Chalcedony ( /kælˈsɛdəni/) is a cryptocrystalline form of silica, composed of very fine intergrowths of quartz and moganite. These are both silica minerals, but they differ in that quartz has a trigonal crystal structure, while moganite is monoclinic. Chalcedony's standard chemical structure (based on the chemical structure of quartz) is SiO2 (silicon dioxide).Image via.
Chalcedony has a waxy luster, and may be semitransparent or translucent. It can assume a wide range of colors, but those most commonly seen are white to gray, grayish-blue or a shade of brown ranging from pale to nearly black. The color of chalcedony sold commercially is often enhanced by dyeing or heating.
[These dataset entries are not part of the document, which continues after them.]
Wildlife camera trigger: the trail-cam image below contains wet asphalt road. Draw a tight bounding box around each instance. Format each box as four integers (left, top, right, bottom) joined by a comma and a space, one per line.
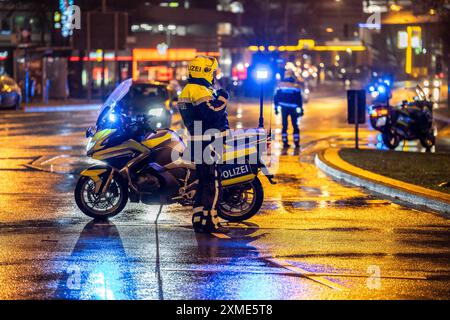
0, 84, 449, 299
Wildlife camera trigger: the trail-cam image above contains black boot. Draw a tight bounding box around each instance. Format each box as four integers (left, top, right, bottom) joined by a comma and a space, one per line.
281, 143, 289, 155
194, 212, 229, 234
194, 223, 230, 234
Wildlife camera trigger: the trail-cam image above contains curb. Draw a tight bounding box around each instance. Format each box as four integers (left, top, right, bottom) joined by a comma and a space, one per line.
314, 148, 450, 216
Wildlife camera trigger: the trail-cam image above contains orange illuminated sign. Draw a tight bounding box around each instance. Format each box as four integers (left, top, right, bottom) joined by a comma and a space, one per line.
133, 48, 197, 62
132, 48, 220, 80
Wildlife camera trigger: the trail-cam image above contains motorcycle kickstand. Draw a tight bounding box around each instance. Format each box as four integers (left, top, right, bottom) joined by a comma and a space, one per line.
154, 204, 164, 224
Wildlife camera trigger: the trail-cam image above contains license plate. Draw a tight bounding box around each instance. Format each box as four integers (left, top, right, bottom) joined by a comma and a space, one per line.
376, 116, 386, 127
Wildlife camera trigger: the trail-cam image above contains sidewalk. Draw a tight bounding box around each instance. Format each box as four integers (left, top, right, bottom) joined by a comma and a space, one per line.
315, 148, 450, 215
23, 99, 102, 113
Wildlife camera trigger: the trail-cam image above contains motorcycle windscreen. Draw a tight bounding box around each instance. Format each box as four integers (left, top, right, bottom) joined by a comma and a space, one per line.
97, 78, 133, 125
415, 85, 427, 101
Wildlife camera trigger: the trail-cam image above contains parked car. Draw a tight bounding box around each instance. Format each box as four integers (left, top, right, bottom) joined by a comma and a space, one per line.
0, 75, 21, 110
119, 82, 177, 129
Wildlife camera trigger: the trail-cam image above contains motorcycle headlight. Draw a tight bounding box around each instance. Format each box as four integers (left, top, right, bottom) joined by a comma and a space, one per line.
148, 108, 163, 117
86, 138, 96, 152
108, 113, 115, 122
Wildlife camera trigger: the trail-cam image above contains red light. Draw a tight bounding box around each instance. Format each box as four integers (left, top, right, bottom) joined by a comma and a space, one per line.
69, 56, 132, 62
116, 56, 132, 61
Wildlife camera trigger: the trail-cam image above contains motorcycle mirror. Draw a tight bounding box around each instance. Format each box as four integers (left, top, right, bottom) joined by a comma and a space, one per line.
86, 127, 94, 138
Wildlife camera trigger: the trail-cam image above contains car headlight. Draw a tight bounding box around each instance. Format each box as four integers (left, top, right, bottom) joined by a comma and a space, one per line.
148, 108, 163, 117
86, 138, 96, 152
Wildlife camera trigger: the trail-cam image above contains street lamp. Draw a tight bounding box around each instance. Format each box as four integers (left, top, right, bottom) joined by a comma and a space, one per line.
255, 67, 269, 128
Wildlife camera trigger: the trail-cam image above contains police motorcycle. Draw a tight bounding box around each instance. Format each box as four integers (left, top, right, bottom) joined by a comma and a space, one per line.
369, 85, 435, 150
75, 79, 274, 221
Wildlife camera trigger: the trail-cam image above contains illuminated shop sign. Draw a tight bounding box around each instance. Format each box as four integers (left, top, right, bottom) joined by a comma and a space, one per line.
54, 0, 80, 37
0, 51, 8, 61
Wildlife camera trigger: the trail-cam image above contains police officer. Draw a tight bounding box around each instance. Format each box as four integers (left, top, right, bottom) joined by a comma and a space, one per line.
177, 56, 229, 234
274, 70, 303, 151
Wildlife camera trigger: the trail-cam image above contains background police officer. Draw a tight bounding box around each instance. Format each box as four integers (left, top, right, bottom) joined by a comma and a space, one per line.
177, 56, 229, 234
274, 70, 303, 151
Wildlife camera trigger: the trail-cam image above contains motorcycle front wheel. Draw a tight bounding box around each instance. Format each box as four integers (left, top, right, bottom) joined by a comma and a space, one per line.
382, 127, 400, 149
218, 177, 264, 222
74, 175, 128, 220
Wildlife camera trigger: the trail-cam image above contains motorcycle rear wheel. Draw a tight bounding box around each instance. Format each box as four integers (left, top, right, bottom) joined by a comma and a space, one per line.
420, 131, 435, 151
75, 175, 128, 220
218, 177, 264, 222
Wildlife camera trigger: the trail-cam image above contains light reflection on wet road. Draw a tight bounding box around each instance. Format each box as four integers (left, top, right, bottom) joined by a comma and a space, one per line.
0, 85, 449, 299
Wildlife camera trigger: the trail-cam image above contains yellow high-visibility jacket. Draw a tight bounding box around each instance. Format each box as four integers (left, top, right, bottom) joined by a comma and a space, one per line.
178, 78, 229, 135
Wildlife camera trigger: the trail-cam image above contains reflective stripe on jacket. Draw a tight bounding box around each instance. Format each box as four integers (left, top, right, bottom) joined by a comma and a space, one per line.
274, 81, 303, 109
178, 78, 229, 136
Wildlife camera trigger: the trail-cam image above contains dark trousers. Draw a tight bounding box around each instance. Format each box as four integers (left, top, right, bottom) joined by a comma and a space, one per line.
192, 141, 221, 229
281, 107, 300, 147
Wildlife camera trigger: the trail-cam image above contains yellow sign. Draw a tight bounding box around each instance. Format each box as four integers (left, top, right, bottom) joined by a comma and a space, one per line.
405, 26, 421, 74
248, 39, 365, 52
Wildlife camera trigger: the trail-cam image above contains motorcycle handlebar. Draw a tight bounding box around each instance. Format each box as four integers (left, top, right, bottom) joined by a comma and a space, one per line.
129, 114, 156, 134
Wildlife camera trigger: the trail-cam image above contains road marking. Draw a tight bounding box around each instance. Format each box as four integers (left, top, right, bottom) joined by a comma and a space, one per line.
160, 267, 429, 282
211, 232, 231, 239
161, 267, 296, 274
266, 258, 348, 291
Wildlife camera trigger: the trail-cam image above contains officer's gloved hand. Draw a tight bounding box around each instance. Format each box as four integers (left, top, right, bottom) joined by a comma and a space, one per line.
216, 89, 229, 100
274, 105, 279, 116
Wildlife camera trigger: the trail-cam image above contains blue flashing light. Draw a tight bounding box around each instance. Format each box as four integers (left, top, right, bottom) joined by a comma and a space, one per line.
369, 86, 375, 92
109, 113, 117, 122
377, 85, 386, 94
256, 69, 269, 80
383, 79, 390, 86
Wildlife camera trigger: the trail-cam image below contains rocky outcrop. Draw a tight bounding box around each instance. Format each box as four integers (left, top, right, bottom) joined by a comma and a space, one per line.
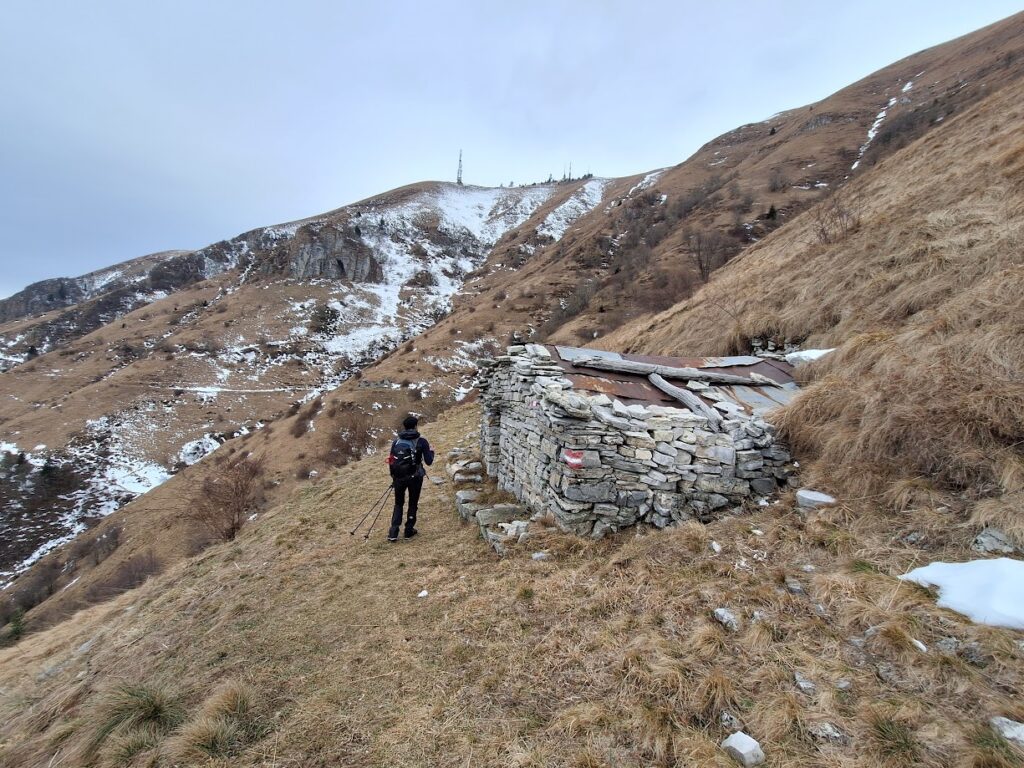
0, 278, 88, 323
286, 224, 384, 282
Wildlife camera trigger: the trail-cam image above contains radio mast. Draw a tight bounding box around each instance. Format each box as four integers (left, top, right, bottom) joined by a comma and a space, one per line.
457, 150, 463, 186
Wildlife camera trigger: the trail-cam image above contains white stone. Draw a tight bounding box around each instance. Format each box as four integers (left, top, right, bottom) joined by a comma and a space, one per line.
721, 731, 765, 767
794, 671, 816, 694
796, 488, 836, 509
713, 608, 740, 632
990, 717, 1024, 747
531, 551, 551, 561
720, 711, 742, 730
808, 721, 847, 744
498, 520, 530, 539
972, 527, 1017, 555
417, 590, 429, 598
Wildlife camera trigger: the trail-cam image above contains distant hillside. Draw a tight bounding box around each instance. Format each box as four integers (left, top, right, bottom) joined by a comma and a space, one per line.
0, 180, 605, 584
602, 69, 1024, 533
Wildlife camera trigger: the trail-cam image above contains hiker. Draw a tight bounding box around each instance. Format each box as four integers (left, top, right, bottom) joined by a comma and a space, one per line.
386, 414, 434, 541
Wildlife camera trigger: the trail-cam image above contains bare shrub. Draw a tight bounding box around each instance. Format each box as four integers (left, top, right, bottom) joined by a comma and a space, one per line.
185, 456, 266, 541
308, 304, 340, 335
538, 280, 599, 339
84, 550, 162, 602
768, 168, 789, 192
67, 525, 121, 567
684, 229, 736, 283
321, 407, 374, 466
407, 270, 438, 288
812, 194, 860, 244
0, 556, 64, 629
289, 398, 322, 438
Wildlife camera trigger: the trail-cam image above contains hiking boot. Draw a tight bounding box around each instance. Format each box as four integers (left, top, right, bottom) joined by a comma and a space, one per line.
404, 528, 418, 539
387, 535, 399, 543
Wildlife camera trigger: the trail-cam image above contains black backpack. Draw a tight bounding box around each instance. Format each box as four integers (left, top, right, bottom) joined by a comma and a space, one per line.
389, 437, 419, 480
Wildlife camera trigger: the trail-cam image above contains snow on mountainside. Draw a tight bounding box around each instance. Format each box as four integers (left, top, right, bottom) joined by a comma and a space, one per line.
537, 179, 611, 241
0, 180, 603, 581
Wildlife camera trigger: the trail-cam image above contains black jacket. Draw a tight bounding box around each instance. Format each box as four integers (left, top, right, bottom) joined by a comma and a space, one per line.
391, 429, 434, 478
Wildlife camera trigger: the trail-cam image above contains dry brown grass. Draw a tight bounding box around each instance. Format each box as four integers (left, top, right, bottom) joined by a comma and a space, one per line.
0, 404, 1021, 767
603, 77, 1024, 545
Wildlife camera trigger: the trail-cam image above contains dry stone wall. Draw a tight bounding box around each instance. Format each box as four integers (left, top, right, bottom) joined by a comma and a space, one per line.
477, 345, 792, 537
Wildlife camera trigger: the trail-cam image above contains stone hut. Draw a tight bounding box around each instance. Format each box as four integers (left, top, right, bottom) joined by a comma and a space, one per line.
476, 344, 800, 537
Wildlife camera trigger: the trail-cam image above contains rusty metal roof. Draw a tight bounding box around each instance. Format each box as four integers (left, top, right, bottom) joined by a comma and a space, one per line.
548, 345, 799, 416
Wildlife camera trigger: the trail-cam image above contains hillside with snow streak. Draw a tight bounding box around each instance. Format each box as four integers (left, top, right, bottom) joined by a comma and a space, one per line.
0, 180, 588, 580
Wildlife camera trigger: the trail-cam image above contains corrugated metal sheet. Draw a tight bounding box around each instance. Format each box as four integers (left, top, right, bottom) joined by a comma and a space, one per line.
565, 373, 674, 405
545, 344, 798, 415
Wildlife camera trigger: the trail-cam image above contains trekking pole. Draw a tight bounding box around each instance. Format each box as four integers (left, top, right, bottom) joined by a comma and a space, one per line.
350, 484, 394, 536
362, 485, 393, 540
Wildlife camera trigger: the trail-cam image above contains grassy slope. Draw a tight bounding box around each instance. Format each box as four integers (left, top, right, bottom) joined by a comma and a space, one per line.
601, 75, 1024, 541
2, 404, 1023, 767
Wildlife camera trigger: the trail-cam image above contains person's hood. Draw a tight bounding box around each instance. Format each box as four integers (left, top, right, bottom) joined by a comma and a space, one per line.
397, 429, 420, 440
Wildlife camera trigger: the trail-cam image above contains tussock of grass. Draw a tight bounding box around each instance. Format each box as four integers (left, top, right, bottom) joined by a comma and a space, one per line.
86, 684, 184, 758
101, 728, 160, 767
867, 712, 919, 763
165, 715, 243, 760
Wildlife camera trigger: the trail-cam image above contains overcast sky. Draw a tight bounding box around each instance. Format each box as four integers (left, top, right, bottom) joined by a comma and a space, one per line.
0, 1, 1020, 298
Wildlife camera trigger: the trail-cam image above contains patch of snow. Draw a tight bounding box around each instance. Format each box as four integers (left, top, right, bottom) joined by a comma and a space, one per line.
626, 170, 665, 197
784, 348, 834, 365
900, 558, 1024, 630
852, 95, 898, 170
537, 179, 610, 241
902, 80, 914, 92
178, 434, 222, 466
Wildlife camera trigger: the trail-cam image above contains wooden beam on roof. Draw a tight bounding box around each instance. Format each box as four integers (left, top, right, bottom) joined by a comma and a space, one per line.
570, 356, 780, 387
647, 373, 723, 429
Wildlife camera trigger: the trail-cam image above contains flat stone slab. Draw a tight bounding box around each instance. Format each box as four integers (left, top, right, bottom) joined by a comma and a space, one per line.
455, 490, 480, 504
476, 504, 528, 527
796, 488, 837, 509
721, 731, 765, 766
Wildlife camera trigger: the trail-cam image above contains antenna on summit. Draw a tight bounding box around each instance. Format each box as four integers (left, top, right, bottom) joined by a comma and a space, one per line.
457, 149, 463, 186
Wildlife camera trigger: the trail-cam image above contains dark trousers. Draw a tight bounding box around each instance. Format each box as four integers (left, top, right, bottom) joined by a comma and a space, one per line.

The name chalcedony comes from the Latin chalcedonius (alternatively spelled calchedonius). The name appears in Pliny the Elder's Naturalis Historia as a term for a translucid kind of Jaspis. The name is probably derived from the town Chalcedon in Asia Minor. The Greek word khalkedon (χαλκηδών) also appears in the Book of Revelation (Apc 21,19). It is a hapax legomenon found nowhere else, so it is hard to tell whether the precious gem mentioned in the Bible is the same mineral known by this name today.
Addendum: A tip of the blogging cap (and my rockhounding sunhat) to an anonymous reader who found a discussion of this "grape" chalcedony in a mindat discussion thread. Apparently the color can be natural, and it may be appropriate to consider this a form of amethyst!